In January 2023 I started a conversations project during my residency at Applecart Arts. I sit down and have a conversation of approximately one hour with someone I am interested to have a conversation with. Whilst there might be particular things I am interested in, I don’t have questions planned in advance and what happens is organic. Whilst we talk, I paint. What I share here is the painted/drawn outcome of the conversation. Afterwards, I write up my reflections which come from the conversation. Then, they go into my gallery of conversations, which you have found yourself in here…
Rodrigo and I are friends, we met in 2015 whilst working towards a Gender Studies Masters in Budapest. He is an insights analyst at NSPCC/Childline as well as a listening volunteer and trustee at Switchboard – the national LGBTQ+ helpline. He is an experimental artist, working with watercolours, acrylics, pastels and whatever he fancies experimenting with that day. We met in Applecart after not seeing each other for nearly two months so I was particularly looking forward to seeing him and catching up.
I asked Rodrigo what art stuff he’d been doing recently and he told me about some painting he’d been doing with different objects, including a chrysanthemum, dental floss and metal scourer. He recently moved into a flat in Bethnal Green with his husband. When I last visited them, they showed me a funny corner of the flat where the ceiling was lower, with a window. They said they weren’t sure what to do with it. This time when I saw him, he said it had turned into his creative corner. He said it was so nice to have a separate space – and even room – from his desk where he does work on a laptop.
He talked about how moving his body had been an important part of this change, and he was also enjoying working from the floor. I described how I’d recently started using an easel when working on canvas which, compared to working flat on the desk, had shifted things up a bit. But it still feels pretty static as using the easel still requires staying in particular positions, at a table.
Talking to Rodrigo reminded me of a day on Ocracoke, the first day that I was more alone and I took an A3 canvas out onto the back porch to cover it with a vivid pink spray paint. I shook the can, but it still came out as liquid. Undeterred, I kept spraying and decided to use my hands to smear/spread the paint across the canvas. The liquid was so, so cold. I had one of those moments, not unfamiliar to me in my impatience, where I wondered if I had done something quite stupid. Had I damaged my hands?
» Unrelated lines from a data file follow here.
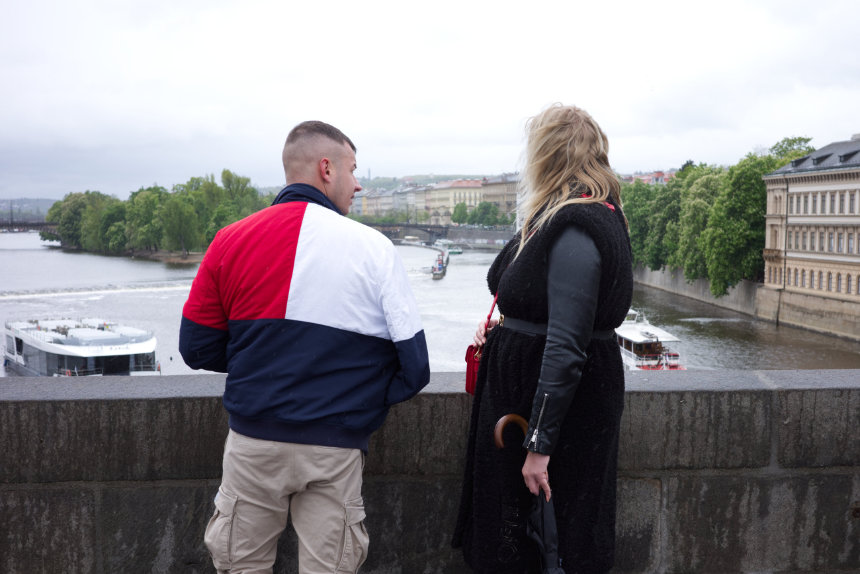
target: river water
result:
[0,233,860,375]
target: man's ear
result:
[319,157,332,183]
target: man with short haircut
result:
[179,122,430,574]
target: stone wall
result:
[0,371,860,574]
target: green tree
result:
[204,203,239,245]
[702,153,784,297]
[770,137,815,161]
[99,201,127,255]
[46,191,108,249]
[159,193,200,255]
[673,170,725,282]
[643,178,683,270]
[125,186,170,251]
[451,203,469,223]
[621,180,657,265]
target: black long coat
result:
[453,203,633,574]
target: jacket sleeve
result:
[523,227,600,454]
[380,246,430,405]
[179,247,230,373]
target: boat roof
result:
[615,321,681,343]
[6,318,153,347]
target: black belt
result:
[499,317,615,339]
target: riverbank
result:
[126,249,206,265]
[633,267,860,341]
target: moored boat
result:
[3,318,161,377]
[615,309,684,371]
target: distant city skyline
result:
[0,0,860,199]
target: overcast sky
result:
[0,0,860,199]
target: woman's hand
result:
[523,451,551,502]
[474,319,499,347]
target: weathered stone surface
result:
[365,393,472,476]
[0,397,227,483]
[664,474,860,572]
[0,371,860,574]
[0,485,97,574]
[618,385,771,470]
[98,481,218,574]
[777,389,860,468]
[613,477,662,573]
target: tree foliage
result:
[42,169,271,254]
[622,137,814,296]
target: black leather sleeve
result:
[524,227,600,454]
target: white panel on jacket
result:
[285,204,421,342]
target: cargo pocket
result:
[335,498,370,573]
[203,488,239,572]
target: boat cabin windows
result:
[633,341,663,357]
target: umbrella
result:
[493,414,564,574]
[526,492,564,574]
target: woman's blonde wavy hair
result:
[517,104,621,255]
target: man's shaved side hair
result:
[287,121,358,152]
[281,120,358,183]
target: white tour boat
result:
[3,319,161,377]
[615,309,684,371]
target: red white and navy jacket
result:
[179,184,430,451]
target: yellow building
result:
[763,134,860,301]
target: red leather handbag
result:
[466,293,499,395]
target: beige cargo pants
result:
[205,430,369,574]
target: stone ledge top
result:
[0,369,860,402]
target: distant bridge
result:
[367,223,450,243]
[0,219,57,233]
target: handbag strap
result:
[484,291,499,331]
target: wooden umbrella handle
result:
[493,413,529,448]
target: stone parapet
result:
[0,371,860,574]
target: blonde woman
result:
[454,104,633,574]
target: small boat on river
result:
[615,309,684,371]
[3,318,161,377]
[431,253,448,279]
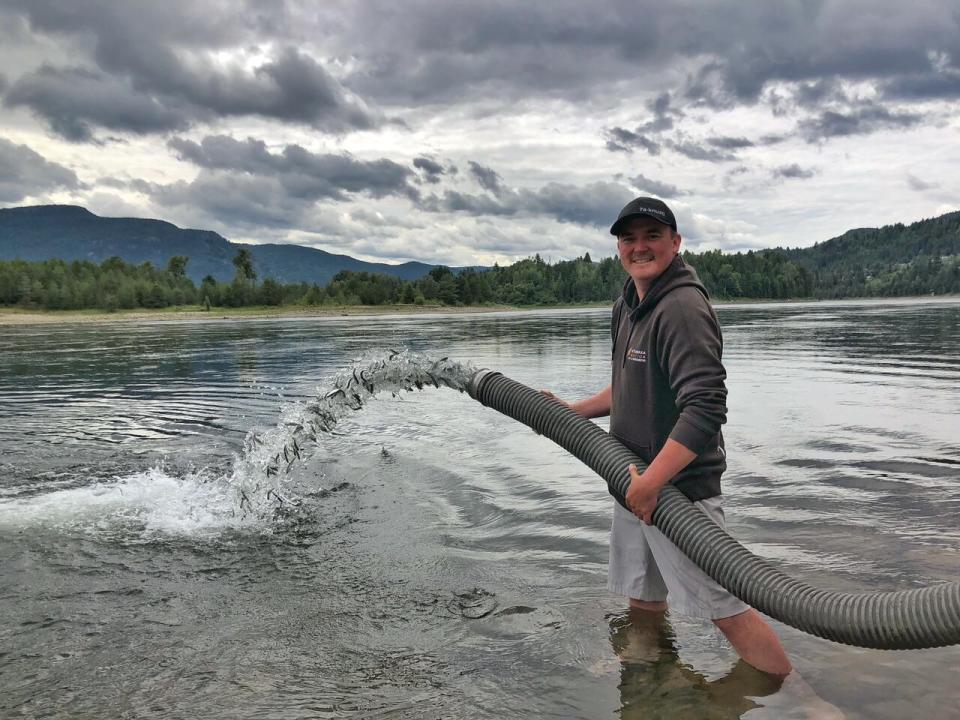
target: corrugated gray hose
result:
[468,370,960,650]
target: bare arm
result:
[540,385,611,418]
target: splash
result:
[222,350,477,519]
[0,350,476,540]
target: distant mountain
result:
[783,211,960,272]
[776,211,960,298]
[0,205,458,285]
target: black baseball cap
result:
[610,198,677,235]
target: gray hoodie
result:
[610,255,727,500]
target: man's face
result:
[617,217,680,296]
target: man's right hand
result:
[540,390,570,407]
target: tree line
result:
[0,243,960,311]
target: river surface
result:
[0,300,960,720]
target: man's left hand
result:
[626,465,660,525]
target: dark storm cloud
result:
[799,104,922,142]
[883,67,960,100]
[0,138,80,203]
[413,157,446,185]
[6,0,380,140]
[421,182,633,226]
[4,0,960,143]
[630,175,687,200]
[326,0,960,112]
[470,160,503,195]
[4,66,187,142]
[168,135,417,201]
[907,173,940,192]
[773,163,817,180]
[147,135,420,228]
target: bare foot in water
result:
[742,670,846,720]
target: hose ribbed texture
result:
[469,370,960,650]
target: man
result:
[552,197,791,676]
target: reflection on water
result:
[0,301,960,720]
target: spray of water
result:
[229,350,477,519]
[0,350,476,540]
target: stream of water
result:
[0,300,960,720]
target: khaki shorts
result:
[607,496,750,620]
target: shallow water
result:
[0,301,960,719]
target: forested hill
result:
[0,205,435,285]
[0,206,960,307]
[780,211,960,298]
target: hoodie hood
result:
[623,253,710,322]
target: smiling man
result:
[552,197,791,676]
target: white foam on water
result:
[0,350,475,538]
[0,466,265,538]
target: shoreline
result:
[0,294,960,326]
[0,305,527,326]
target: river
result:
[0,299,960,720]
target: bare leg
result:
[713,608,793,677]
[630,598,667,612]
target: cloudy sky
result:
[0,0,960,265]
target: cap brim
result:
[610,213,677,235]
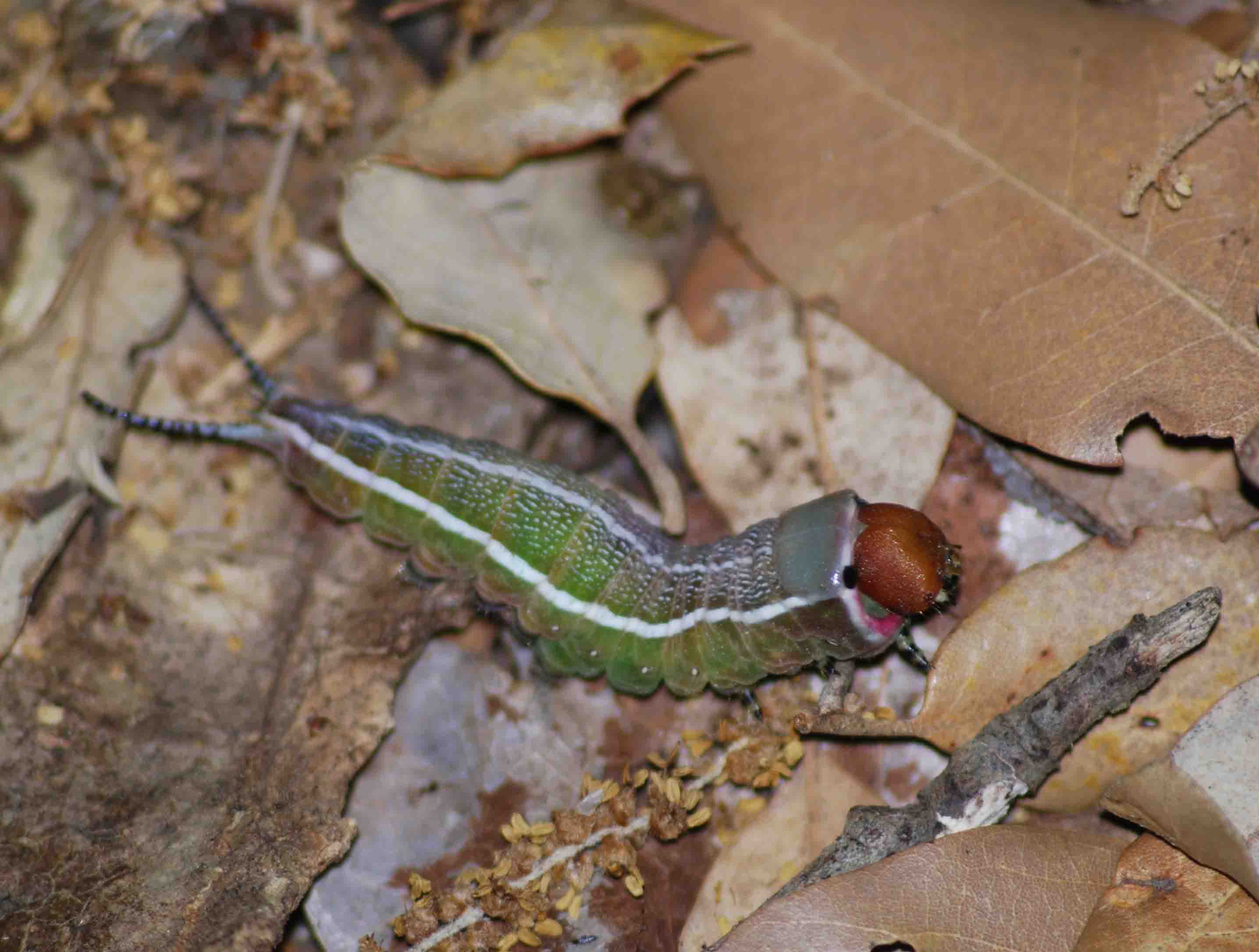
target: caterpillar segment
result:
[84,278,960,696]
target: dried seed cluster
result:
[1151,59,1259,212]
[388,721,803,952]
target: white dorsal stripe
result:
[263,414,841,639]
[301,414,753,574]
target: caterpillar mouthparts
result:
[852,502,962,616]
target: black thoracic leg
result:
[896,625,932,671]
[817,657,857,714]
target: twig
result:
[777,588,1221,895]
[251,3,316,311]
[1119,91,1252,218]
[957,417,1128,548]
[803,303,843,492]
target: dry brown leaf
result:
[722,826,1123,952]
[662,0,1259,465]
[800,529,1259,812]
[1015,422,1259,539]
[0,145,75,348]
[1075,834,1259,952]
[679,744,882,952]
[0,296,556,952]
[0,223,184,657]
[1102,678,1259,898]
[378,0,739,176]
[341,154,685,531]
[657,287,953,529]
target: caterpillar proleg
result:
[83,282,960,695]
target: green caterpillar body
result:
[84,282,957,695]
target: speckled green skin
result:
[256,398,901,695]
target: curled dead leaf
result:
[1075,834,1259,952]
[1102,678,1259,898]
[341,154,685,531]
[722,826,1123,952]
[662,0,1259,466]
[377,0,739,176]
[796,529,1259,812]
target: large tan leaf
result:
[657,288,953,529]
[800,529,1259,812]
[341,154,683,530]
[661,0,1259,465]
[1075,835,1259,952]
[723,826,1123,952]
[1102,678,1259,898]
[379,0,738,175]
[0,220,184,657]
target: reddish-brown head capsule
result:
[852,502,960,615]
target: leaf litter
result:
[662,0,1259,466]
[7,7,1253,948]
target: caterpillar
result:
[82,281,960,696]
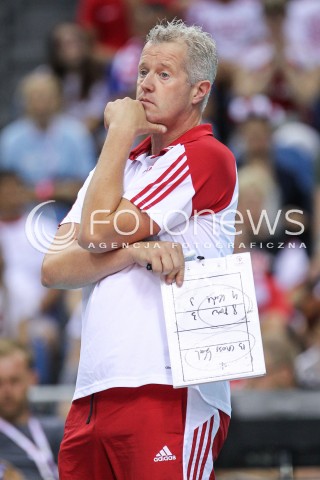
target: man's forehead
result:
[139,41,187,64]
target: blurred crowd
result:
[0,0,320,412]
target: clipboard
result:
[161,252,266,387]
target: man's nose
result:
[140,72,154,91]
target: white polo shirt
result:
[63,125,238,414]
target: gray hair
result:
[146,20,218,111]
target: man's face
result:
[136,42,193,129]
[0,351,33,422]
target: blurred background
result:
[0,0,320,480]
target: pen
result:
[146,250,197,270]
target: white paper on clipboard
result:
[161,252,266,387]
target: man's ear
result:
[192,80,211,105]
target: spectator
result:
[44,23,108,138]
[185,0,266,142]
[230,97,314,253]
[0,339,63,480]
[76,0,135,64]
[0,459,25,480]
[0,72,94,219]
[232,0,320,120]
[243,332,298,390]
[0,171,61,383]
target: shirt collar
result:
[129,123,213,160]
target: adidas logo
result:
[153,445,177,462]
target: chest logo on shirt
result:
[142,165,153,173]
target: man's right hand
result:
[104,97,167,138]
[128,241,185,287]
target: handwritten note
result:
[161,253,266,387]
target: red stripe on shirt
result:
[199,417,214,479]
[136,162,189,209]
[187,427,199,480]
[130,153,185,203]
[136,171,190,210]
[193,422,208,480]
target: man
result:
[0,338,62,480]
[43,21,237,480]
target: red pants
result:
[59,385,230,480]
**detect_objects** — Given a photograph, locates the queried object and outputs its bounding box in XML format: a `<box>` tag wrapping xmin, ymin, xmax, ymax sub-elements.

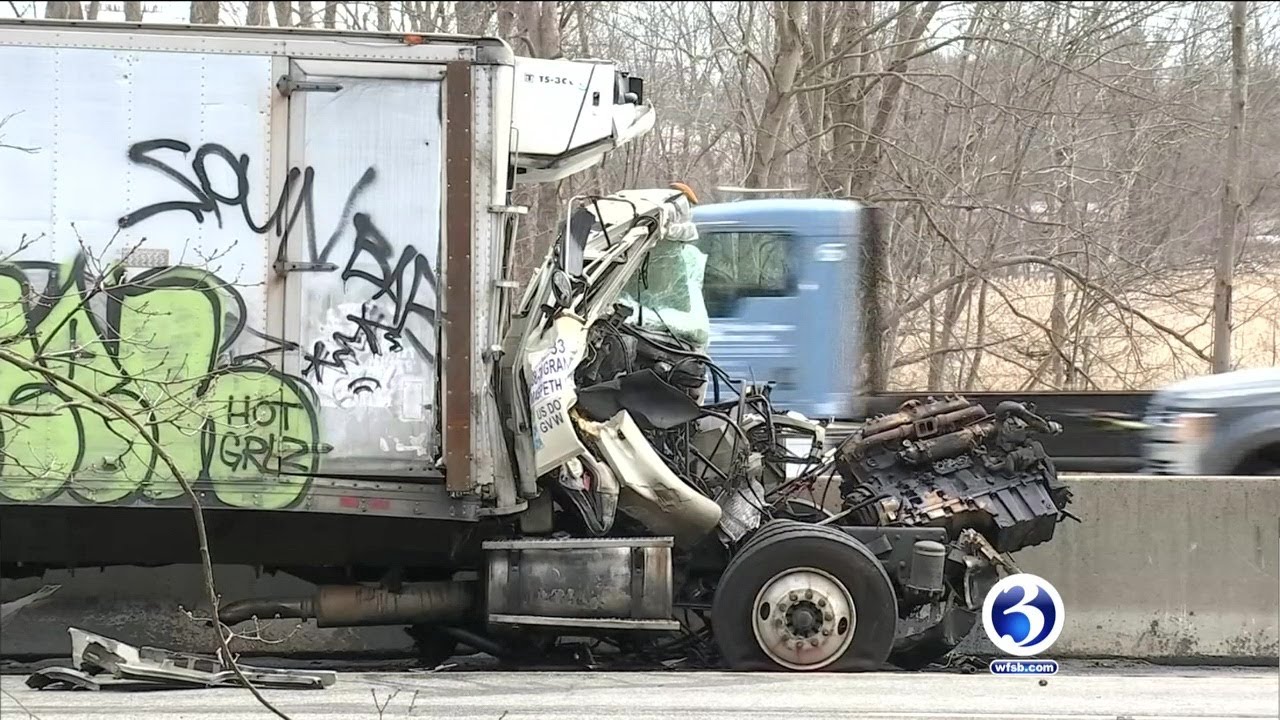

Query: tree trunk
<box><xmin>271</xmin><ymin>0</ymin><xmax>293</xmax><ymax>27</ymax></box>
<box><xmin>191</xmin><ymin>0</ymin><xmax>219</xmax><ymax>26</ymax></box>
<box><xmin>454</xmin><ymin>1</ymin><xmax>497</xmax><ymax>35</ymax></box>
<box><xmin>745</xmin><ymin>0</ymin><xmax>804</xmax><ymax>187</ymax></box>
<box><xmin>244</xmin><ymin>0</ymin><xmax>271</xmax><ymax>26</ymax></box>
<box><xmin>1213</xmin><ymin>0</ymin><xmax>1248</xmax><ymax>373</ymax></box>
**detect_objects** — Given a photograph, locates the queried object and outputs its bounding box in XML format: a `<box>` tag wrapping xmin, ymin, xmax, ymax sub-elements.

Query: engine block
<box><xmin>836</xmin><ymin>396</ymin><xmax>1071</xmax><ymax>552</ymax></box>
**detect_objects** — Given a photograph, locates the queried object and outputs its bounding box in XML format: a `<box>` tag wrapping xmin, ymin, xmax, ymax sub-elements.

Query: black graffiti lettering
<box><xmin>120</xmin><ymin>138</ymin><xmax>212</xmax><ymax>221</ymax></box>
<box><xmin>342</xmin><ymin>213</ymin><xmax>436</xmax><ymax>363</ymax></box>
<box><xmin>119</xmin><ymin>138</ymin><xmax>368</xmax><ymax>263</ymax></box>
<box><xmin>280</xmin><ymin>436</ymin><xmax>314</xmax><ymax>473</ymax></box>
<box><xmin>218</xmin><ymin>433</ymin><xmax>321</xmax><ymax>473</ymax></box>
<box><xmin>227</xmin><ymin>396</ymin><xmax>302</xmax><ymax>428</ymax></box>
<box><xmin>347</xmin><ymin>377</ymin><xmax>383</xmax><ymax>395</ymax></box>
<box><xmin>232</xmin><ymin>327</ymin><xmax>300</xmax><ymax>366</ymax></box>
<box><xmin>302</xmin><ymin>302</ymin><xmax>401</xmax><ymax>382</ymax></box>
I imagined Steve coming back to the house and having to explain sheepishly that it was wholly self-inflicted.
However, even though it felt weird, my hands seemed ok so I proceeded to look for more materials to use. I found some red wine in glasses from the previous evening and poured them on the canvas and smeared it about. Then, I found some coffee dregs and did the same with that. It all smelt quite strong. I can’t actually remember what I did next. Looking at the photos I think I must have then added white acrylic paint but who knows, I might have blacked out and weed on it.
This became the water tower painting that I’d been planning on doing after I fell in love with it. I like how it turned out, particularly how if you had light behind the canvas you can suddenly see the red/pink colours way more vividly. Whilst we were there I had it leaning against a window so I could see it in many different lights throughout the day.
When we met, Rodrigo was about to go to his origin-country Brazil to see family and friends. He talked about how his view of his racialised self depends on where he is. In Brazil he feels whiter and in the UK, particularly places with many white people, he is more aware of his non-whiteness. It reminded me of how race is something shifting and not a static identity, which is generally how it is talked about…as if it is a fact rather than something socially constructed.